Modelling flood routing on initially dry beds with the refined treatment of wetting and drying

Abstract

Details are given of the refinement of a two-dimensional hydrodynamic model, based on a total variation diminishing finite volume method, for predicting rapid flood flows on initially dry beds. A Roe approximate Riemann solver, with the monotone upstream scheme for conservation laws (MUSCL) scheme and the procedure of predictor–corrector in time stepping, has been used in this model. The scheme is second-order accurate in both time and space and is free from spurious oscillations. The model deploys unstructured triangular grids. A wetting and drying approach, originally developed for a regular grid finite difference model, has been refined to suit the triangular grid finite volume model.

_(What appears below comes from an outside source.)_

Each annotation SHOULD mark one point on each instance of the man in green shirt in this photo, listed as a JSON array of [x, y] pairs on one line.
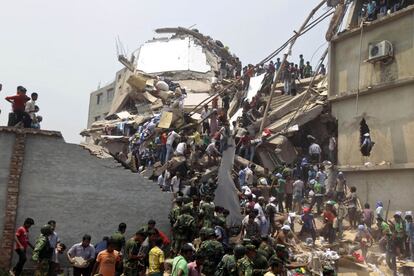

The model was first verified against analytical solutions and experimental data of dam-break flows on initially dry beds, with favourable agreement being obtained between the model predictions and measurements. The model was then employed to simulate flood propagations in a large flood detention basin in China and in an urban region in the UK. Numerical model tests were undertaken to investigate the sensitivity of model predictions to the value of a minimum water depth as required for treating the wetting and drying fronts. It was found that the selection of the minimum water depth can have a significant impact on the speed of the flood wave propagation on an initially dry bed. For a given time step, an excessively large value of the minimum water depth would result in inaccurate predictions of the wetting and drying wave fronts, but a very small value would lead to numerical instability.